Читать «Суббота навсегда» онлайн - страница 77

Леонид Моисеевич Гиршович

В ожидании повторного виденья он пропустил еще множество стаканчиков благословенного напитка. Не отставал от него и каноник, который ничего больше не говорил, лишь время от времени повторял: «Матка… Бозка… Крулева Польска…» — глядя перед собою незрячими глазами. Эдмондо, наоборот, что-то вдруг кричал, грозил хозяину коррехидором, если тот не покажет ему восьмое чудо света, правда, не уточняя, какое именно. Видно, на донышке сознания он еще хранил последние остатки благоразумия, а оно увещевало: дескать, не надо, в нынешнем виде лучше затаиться, если только не хочешь все дело испортить. Если уж терпеть совсем невмоготу — поблажи (и он блажил), но не выдавай, не называй имен…

А после видение повторилось. И вновь он увидел юбку и корсаж зеленого сукна, корсаж низкий, а рубашка выпущена высоко, с отложным воротом и вырезом, за которым начинался алебастр кожи. Волосы чистотой и гладкостью могли поспорить с венецианским атласом — если б только из двух спорящих один не был подлец, другой дурак. А пояском был францисканский шнурок, а обута была вместо туфель в красные башмачки с двойной подметкою, чулок видно не было, но сбоку удавалось заметить, что они красные… Видел Эдмондо, однако, это все уже ненаяву.

С гитаро́ю под полою

То, что Эдмондо сказал Алонсо, было правдой, но не всей правдой. Иначе говоря, он солгал лишь отчасти, жалуясь, что прославление св. Нины и св. Кибелы ему стоило пары воротников, кремового плоеного и матушкиного подарка, белоснежного, как польское поле. Так, да не так. Оба воротника, то есть оба оркестра, в которые они были превращены (ибо не только воду можно превращать в вино, а золото — во все, что угодно; оказывается, и воротники можно превращать в оркестры), так вот, оба воротника всю следующую ночь играли под окнами «Севильянца» ради св. Констанции. К слову сказать, еще одна маленькая ложь. Эдмондо утверждает: «я имени ее не знаю», а сам разузнал его. За пирожок с повидлом эту тайну открыла ему косая Аргуэльо, астурийка, работавшая у Севильянца судомойкой.

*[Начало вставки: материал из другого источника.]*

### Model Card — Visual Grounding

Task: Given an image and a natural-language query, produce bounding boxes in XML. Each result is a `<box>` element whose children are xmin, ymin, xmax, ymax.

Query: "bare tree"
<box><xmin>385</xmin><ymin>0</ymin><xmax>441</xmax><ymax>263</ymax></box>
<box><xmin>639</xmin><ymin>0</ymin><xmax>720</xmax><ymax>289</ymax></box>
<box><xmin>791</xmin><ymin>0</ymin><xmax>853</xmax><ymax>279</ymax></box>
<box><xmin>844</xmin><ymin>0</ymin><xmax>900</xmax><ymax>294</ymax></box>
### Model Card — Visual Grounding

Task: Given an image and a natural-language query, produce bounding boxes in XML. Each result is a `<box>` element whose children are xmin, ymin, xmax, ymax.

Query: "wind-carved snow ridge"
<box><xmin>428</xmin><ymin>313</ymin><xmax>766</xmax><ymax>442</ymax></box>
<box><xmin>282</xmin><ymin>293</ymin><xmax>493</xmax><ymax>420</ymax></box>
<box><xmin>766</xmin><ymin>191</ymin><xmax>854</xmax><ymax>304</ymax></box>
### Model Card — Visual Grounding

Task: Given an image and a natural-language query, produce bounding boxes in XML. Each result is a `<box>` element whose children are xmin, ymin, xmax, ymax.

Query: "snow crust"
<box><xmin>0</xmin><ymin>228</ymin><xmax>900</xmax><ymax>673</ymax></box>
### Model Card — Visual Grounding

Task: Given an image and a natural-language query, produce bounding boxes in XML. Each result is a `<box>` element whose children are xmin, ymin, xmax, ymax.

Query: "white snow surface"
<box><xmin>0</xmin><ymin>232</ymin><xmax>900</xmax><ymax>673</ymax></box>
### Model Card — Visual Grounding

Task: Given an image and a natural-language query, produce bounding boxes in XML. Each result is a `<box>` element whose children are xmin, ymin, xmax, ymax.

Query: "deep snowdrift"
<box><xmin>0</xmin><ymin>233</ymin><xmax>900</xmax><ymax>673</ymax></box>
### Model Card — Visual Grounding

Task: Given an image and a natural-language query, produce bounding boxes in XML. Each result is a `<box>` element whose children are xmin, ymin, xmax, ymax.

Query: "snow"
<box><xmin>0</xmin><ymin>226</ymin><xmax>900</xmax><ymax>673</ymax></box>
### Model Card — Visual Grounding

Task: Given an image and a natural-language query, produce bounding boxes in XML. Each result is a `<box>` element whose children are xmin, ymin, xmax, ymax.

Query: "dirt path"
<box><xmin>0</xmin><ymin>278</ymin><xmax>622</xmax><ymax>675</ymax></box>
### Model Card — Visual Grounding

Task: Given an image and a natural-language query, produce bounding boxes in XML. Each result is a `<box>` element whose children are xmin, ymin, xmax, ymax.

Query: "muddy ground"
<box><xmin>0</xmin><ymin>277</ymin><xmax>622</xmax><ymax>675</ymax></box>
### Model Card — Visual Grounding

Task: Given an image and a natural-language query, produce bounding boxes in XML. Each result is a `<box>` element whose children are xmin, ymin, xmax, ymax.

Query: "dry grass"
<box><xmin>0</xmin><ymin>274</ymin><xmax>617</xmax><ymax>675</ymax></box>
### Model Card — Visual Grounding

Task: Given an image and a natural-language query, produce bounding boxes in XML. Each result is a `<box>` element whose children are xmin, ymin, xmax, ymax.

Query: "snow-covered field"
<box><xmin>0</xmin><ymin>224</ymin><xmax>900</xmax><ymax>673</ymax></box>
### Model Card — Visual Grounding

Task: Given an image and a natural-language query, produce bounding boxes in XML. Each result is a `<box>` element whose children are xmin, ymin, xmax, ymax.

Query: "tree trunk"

— Ваша милость, — говорила она с набитым ртом, неаппетитно (что и понятно, ведь Эдмондо потерял аппетит) обдавая его брызгами слюны вперемешку с крошками, — втрескался в Констансику по прозвищу Гуля Красные Башмачки, дочку хозяина. Эта Гуля Красные Башмачки набожная, как падре в нашей деревне. Пока десять раз Ave Maria не чирикнет, ложку ко рту не поднесет.

— Я перед каждым поцелуем с этой Гулей по сто раз буду читать Ave Maria, клянусь!

— И не мечтайте, сеньор кабальеро, наша Гуля Красные Башмачки целомудренна, как бревно. Кто поведет ее под венец, тому она и даст себя проколоть. А за серенаду да за пирожок — для этого существуем мы, хуанитки… ха-ха-ха! ха-ха-ха! — И она расхохоталась ему в лицо, так что весь пирожок возвратился тому, кто за него заплатил — правда, в отличие от Поликратова перстня, не успев побывать у Аргуэльо в брюхе.

— Рожа! — крикнул Эдмондо, отпрянув, а девка со смехом убежала в подворотню. — Чтоб тебе сучьим выменем… обметало!